NWSL at Important Crossroad


The NWSL is at a crossroads in its history. As the most successful iteration of women's professional soccer in the United States, it has a vital role in the future of sports ahead of a new TV deal. Founded in 2012 and celebrating its 10th anniversary, the NWSL is also at a point where many of its old demons have reared their ugly heads, leading to feelings of frustration, confusion, anger, and dissatisfaction at a long list of shocking revelations.

Among that are scatting disclosures of physically and sexually abusive owners, coaches, and staff members who not only had their sins hidden from the public but were re-hired by different franchises around the league for years. It's enough for anyone to lose hope in the future of the NWSL.

But I am here to say the NWSL is going down the right path, and the opportunities to explore and revolutionize women's soccer remain.

The first detail to understand here is that the NWSL is still in its infancy, and we see the growing pains that usually come with a new league and industry. A lot of oversight with people believing they can get away with abusive behavior because of their positions of power and an overall setup where candidates are hired based on relationships, not qualifications.

In fact, I'd argue this is a good thing for the NWSL; look at a league like the NFL, founded in 1920, which is just now wrestling with its issues. It seems that at least once a year, we get a new scandal, and it's because abusive behavior has festered without consequences for decades in the league that now it seems like it's unavoidable and a part of the culture. In the case of the NWSL, they're identifying and dealing with the abuse early on, which constructs a positive culture and a future for the league where such behavior will be rare and punished anomalies.

But the key for this all to work is the NWSL cannot lose focus; the main thing has to remain the main thing, which is soccer.

It may seem logical to stop play until the issues that purvey the league are dealt with, but that would be a mistake. Momentum in sports can be fickle, and the NWSL has to find a way to solve its issues on the go. It is in a vulnerable position as a league capitalizing on the momentum it has generated off the back of the 2019 U.S. World Cup triumph. Anything that stops that wave could be catastrophic.

The current NWSL TV Deal ends next season. And for all those who want women to get paid more in sports, the money is not in asking the leagues to pay more when they barely have enough to stay afloat. The money is in the tv deals. The bigger the TV deal, the more the leagues can pay their players.

I have long held the belief that the NWSL can become the premier league for Women's soccer, but to do so, it must offer a better value proposition and more money than the rivaling European leagues.

One of their competitors is the Woman's Super League (WSL) in England, the female equivalent of the English Premier League, which started a couple of years before the NWSL in 2010.

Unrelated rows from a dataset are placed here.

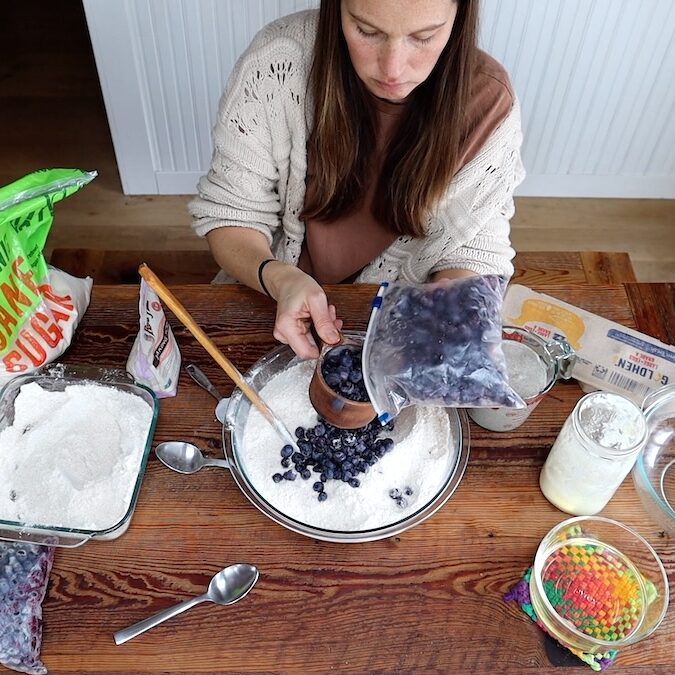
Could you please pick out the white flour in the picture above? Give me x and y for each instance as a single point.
(421, 459)
(71, 458)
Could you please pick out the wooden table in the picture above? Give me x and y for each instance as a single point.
(429, 600)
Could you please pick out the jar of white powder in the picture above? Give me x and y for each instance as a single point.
(533, 366)
(595, 449)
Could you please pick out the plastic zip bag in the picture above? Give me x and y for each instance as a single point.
(437, 344)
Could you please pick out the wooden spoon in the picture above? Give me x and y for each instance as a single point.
(205, 341)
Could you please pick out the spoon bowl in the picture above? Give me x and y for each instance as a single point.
(227, 587)
(185, 457)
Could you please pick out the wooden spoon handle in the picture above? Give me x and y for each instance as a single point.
(205, 341)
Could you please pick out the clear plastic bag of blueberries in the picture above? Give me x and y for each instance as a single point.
(437, 344)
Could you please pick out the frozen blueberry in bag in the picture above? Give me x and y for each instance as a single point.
(437, 344)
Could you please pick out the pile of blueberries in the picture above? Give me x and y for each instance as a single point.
(341, 369)
(442, 344)
(334, 454)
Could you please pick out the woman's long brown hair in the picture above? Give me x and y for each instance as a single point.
(421, 158)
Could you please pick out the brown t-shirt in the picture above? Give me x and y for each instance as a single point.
(335, 252)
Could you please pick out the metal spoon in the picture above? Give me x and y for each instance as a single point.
(227, 587)
(184, 457)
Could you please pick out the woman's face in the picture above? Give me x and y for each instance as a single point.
(394, 44)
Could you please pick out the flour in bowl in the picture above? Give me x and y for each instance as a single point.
(71, 458)
(417, 467)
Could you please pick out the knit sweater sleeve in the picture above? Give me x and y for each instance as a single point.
(252, 135)
(482, 206)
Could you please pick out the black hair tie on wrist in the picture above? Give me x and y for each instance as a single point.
(260, 280)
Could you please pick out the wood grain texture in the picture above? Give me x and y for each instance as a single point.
(426, 601)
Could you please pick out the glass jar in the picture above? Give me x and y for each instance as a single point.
(595, 449)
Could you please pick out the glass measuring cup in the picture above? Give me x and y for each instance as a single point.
(547, 361)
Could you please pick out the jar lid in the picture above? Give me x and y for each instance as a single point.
(654, 472)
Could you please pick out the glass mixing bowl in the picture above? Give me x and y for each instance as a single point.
(654, 470)
(262, 372)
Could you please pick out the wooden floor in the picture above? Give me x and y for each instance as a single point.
(52, 114)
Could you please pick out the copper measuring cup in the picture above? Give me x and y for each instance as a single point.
(337, 410)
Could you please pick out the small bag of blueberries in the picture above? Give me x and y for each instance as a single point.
(437, 344)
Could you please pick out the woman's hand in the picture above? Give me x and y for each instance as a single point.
(301, 302)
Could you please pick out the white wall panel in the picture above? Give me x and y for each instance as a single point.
(594, 77)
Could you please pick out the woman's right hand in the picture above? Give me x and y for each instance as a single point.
(301, 302)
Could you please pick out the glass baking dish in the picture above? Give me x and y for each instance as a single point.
(56, 377)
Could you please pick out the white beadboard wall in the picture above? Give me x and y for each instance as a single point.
(595, 79)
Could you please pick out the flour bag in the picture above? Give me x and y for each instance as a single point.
(40, 306)
(155, 358)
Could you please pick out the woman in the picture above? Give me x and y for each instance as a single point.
(370, 141)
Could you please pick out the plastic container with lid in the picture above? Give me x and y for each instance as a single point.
(598, 585)
(654, 470)
(56, 377)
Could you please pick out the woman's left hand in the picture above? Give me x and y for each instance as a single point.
(301, 302)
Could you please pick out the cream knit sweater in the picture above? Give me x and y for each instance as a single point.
(257, 174)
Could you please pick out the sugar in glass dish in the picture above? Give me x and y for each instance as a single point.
(597, 585)
(654, 470)
(57, 377)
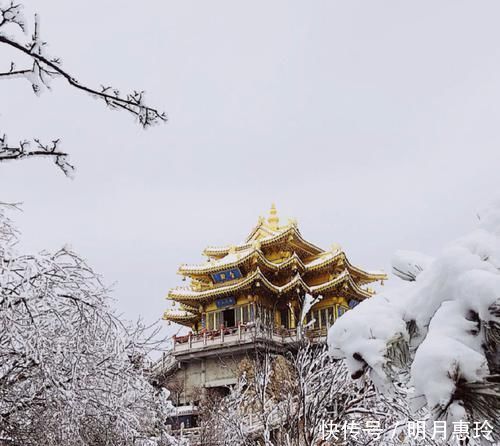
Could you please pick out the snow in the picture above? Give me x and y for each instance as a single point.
(440, 316)
(407, 265)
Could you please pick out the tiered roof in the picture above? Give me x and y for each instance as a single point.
(274, 259)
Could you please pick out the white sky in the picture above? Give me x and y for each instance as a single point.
(375, 124)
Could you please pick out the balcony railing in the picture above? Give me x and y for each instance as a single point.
(242, 334)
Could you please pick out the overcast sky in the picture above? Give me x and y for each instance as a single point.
(374, 123)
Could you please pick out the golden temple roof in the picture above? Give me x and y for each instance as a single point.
(274, 260)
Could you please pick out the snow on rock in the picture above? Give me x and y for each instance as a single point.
(442, 321)
(407, 265)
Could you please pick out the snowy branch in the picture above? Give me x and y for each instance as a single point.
(23, 150)
(44, 69)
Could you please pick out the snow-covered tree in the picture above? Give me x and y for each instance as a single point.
(40, 71)
(305, 398)
(438, 334)
(71, 371)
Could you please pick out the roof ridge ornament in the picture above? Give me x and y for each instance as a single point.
(273, 219)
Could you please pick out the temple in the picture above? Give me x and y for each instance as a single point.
(266, 293)
(267, 278)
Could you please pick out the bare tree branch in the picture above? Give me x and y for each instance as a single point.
(40, 75)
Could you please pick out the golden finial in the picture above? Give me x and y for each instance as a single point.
(335, 247)
(273, 219)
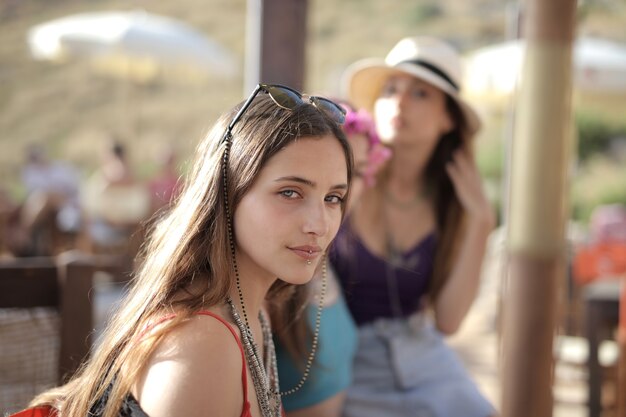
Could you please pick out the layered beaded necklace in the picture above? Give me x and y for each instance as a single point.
(265, 382)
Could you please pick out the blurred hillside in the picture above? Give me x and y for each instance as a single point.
(72, 110)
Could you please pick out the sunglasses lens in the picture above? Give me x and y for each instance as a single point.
(284, 97)
(330, 108)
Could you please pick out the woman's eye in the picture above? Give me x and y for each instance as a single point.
(334, 199)
(289, 193)
(419, 93)
(388, 90)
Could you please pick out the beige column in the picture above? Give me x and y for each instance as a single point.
(538, 207)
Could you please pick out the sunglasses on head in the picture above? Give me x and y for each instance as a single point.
(288, 99)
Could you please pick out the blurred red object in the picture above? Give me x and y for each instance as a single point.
(601, 260)
(36, 412)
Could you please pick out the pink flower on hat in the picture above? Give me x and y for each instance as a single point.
(360, 122)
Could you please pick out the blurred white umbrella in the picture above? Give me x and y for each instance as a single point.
(135, 45)
(493, 72)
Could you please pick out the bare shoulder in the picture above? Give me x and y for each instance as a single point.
(194, 371)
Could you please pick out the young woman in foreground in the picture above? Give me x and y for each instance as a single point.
(264, 201)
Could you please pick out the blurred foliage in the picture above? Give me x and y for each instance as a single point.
(601, 180)
(595, 133)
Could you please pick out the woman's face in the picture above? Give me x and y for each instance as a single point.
(359, 144)
(287, 219)
(410, 111)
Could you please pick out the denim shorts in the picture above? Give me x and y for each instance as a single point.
(403, 367)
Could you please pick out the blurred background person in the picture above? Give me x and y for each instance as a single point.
(116, 204)
(51, 205)
(409, 255)
(165, 184)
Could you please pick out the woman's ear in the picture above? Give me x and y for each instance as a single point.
(447, 123)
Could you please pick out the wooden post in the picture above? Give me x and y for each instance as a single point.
(276, 37)
(537, 209)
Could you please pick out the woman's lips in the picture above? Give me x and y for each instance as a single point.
(306, 252)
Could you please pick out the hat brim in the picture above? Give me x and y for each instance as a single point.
(363, 81)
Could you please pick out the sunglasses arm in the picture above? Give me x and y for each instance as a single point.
(242, 110)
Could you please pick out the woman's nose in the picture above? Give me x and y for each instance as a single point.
(317, 220)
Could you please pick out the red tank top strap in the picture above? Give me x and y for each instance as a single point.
(244, 377)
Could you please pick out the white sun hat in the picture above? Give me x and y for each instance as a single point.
(426, 58)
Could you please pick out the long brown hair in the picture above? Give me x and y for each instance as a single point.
(189, 245)
(449, 214)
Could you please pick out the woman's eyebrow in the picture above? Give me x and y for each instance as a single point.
(310, 183)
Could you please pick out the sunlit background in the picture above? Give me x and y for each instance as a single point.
(72, 108)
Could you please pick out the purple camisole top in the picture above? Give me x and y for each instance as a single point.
(375, 287)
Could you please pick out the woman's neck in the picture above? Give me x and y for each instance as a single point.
(253, 290)
(406, 168)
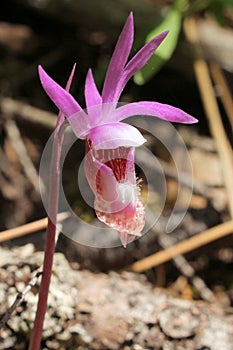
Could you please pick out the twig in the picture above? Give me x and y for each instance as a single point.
(34, 115)
(31, 227)
(183, 247)
(15, 138)
(225, 93)
(187, 270)
(211, 109)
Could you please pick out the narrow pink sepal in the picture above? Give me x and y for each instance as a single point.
(62, 99)
(118, 61)
(93, 99)
(61, 115)
(155, 109)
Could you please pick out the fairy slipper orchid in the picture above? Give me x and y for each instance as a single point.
(110, 144)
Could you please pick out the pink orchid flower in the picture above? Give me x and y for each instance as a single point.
(110, 144)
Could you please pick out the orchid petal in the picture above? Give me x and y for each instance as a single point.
(113, 135)
(93, 99)
(155, 109)
(62, 98)
(137, 62)
(118, 61)
(61, 115)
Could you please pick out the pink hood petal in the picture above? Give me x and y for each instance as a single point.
(118, 61)
(137, 62)
(155, 109)
(114, 135)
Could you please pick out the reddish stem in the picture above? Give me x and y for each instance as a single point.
(51, 228)
(50, 240)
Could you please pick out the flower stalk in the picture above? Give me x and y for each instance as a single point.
(50, 243)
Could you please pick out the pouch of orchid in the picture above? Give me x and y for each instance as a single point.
(110, 149)
(110, 144)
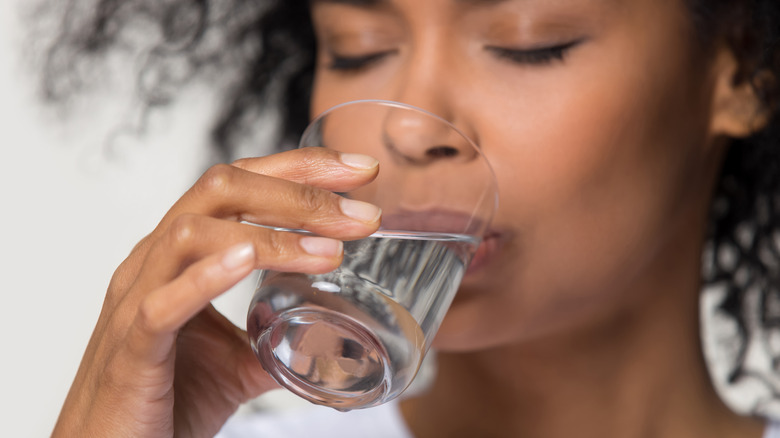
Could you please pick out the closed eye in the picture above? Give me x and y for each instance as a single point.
(355, 63)
(536, 56)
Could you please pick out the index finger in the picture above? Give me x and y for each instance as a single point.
(316, 166)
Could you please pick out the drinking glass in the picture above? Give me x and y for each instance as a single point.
(355, 337)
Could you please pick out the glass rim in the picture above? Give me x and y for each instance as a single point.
(405, 106)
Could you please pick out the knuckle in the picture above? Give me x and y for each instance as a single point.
(277, 243)
(216, 179)
(242, 163)
(147, 316)
(311, 199)
(183, 231)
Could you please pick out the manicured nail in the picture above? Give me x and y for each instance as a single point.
(359, 161)
(359, 210)
(238, 256)
(321, 246)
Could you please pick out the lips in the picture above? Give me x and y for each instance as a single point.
(439, 221)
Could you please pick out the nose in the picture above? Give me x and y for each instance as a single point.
(419, 137)
(439, 130)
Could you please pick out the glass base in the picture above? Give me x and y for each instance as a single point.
(325, 357)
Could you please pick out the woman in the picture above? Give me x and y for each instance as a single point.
(610, 124)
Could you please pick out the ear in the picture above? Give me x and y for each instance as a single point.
(738, 111)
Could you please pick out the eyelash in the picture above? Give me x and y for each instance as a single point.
(540, 56)
(355, 63)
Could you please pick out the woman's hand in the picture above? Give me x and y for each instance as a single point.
(162, 361)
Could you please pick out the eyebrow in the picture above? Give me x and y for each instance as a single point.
(376, 3)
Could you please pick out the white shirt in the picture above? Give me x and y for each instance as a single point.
(384, 421)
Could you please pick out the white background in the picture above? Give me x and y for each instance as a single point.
(72, 206)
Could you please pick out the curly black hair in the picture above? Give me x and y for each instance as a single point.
(267, 48)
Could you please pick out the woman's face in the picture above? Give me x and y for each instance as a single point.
(595, 117)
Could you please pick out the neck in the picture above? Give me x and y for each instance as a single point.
(639, 374)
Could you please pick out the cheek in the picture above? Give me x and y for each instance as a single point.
(594, 177)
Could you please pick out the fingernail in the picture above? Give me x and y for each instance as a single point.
(238, 256)
(321, 246)
(359, 161)
(359, 210)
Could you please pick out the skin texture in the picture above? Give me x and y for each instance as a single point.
(584, 320)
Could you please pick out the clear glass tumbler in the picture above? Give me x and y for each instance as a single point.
(355, 337)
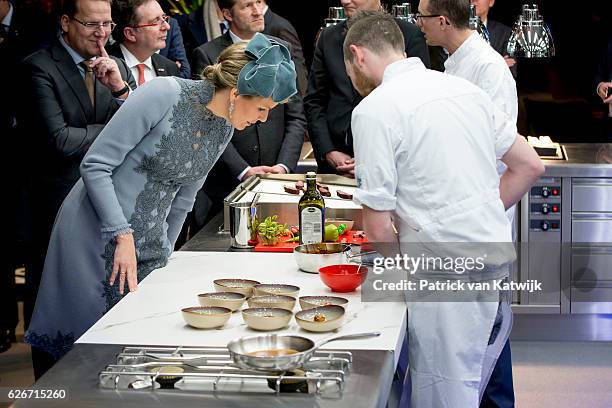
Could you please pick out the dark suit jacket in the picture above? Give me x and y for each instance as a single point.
(175, 49)
(162, 65)
(499, 34)
(193, 31)
(59, 120)
(28, 32)
(330, 97)
(280, 27)
(277, 141)
(604, 69)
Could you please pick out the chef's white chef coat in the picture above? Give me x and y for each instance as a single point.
(476, 61)
(479, 63)
(425, 148)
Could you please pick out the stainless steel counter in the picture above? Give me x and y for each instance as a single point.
(583, 160)
(368, 385)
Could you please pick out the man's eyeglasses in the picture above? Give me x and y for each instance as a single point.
(96, 25)
(159, 22)
(419, 15)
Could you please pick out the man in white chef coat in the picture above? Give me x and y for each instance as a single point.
(472, 58)
(425, 150)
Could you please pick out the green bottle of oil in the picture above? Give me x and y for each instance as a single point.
(311, 212)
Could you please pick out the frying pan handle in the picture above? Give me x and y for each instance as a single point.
(349, 337)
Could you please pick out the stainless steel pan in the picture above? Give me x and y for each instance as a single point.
(241, 348)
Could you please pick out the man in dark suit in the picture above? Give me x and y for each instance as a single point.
(330, 97)
(175, 48)
(141, 31)
(603, 86)
(22, 31)
(270, 147)
(280, 27)
(499, 33)
(70, 91)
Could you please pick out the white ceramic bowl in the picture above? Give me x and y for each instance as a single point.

  • The WSL currently averages around 400,000 views a game, enough to command the $21 million deal they signed in 2021, making it the gold standard for a women's professional soccer league.
  • Then you look at the current MLS TV deal, which expires this year, and pays about $90 million annually while averaging about 298,000 viewers per game.
  • But we know while 2021 numbers for the NWSL are not available and 2022 has yet to be disclosed, in 2020, across the 9 NWSL games broadcasted Nationally, the league averaged about 434,000 viewers per game.
  • However, despite more views on average than both leagues, the NSWL currently has a TV deal with CBS and Twitch totaling $5.5 million. That is not good enough to see the sustained growth and wages the league needs and deserves, nor is it of competitive value.

So it does not take rocket science to see that the NWSL signed a TV Deal that severely underpaid them. Add that the deal signed with CBS plays most of the games behind a Paramount+ paywall which decreases viewership as opposed to signing one that displays more of the games to a national audience. But fortunately, here comes a new opportunity to do things right.

With the anticipated momentum from the upcoming 2023 World Cup, the NWSL must capitalize on that and seek a luxurious TV deal that, at the very least, matches that of the WSL. The numbers are there that prove the league is a popular commodity. With that leverage, they should seek a deal with the money that allows them to pay their athletes the wages that attract the best in women's soccer. It would vault the league to the top of women's sports, attracting more owners, revenue, and an even better TV deal the next time around.

So while the NWSL is at a crossroads after months of disheartening revelations of abuse behind the scenes, we cannot be discouraged; the league has been magnificent on the field, allowing for a generational opportunity.

It may not feel like it now, but the heroes for the next generation are the courageous women who spoke out on their abuse and abusers in the face of losing their careers, along with the players who helped drive the quality of the league forward.

They are the stepping stone for a future where female players suffer less abuse and receive much improved financial compensation. 

Clean house and make the adjustments as you need to go, but the soccer side of the business must continue to maximize this next TV deal.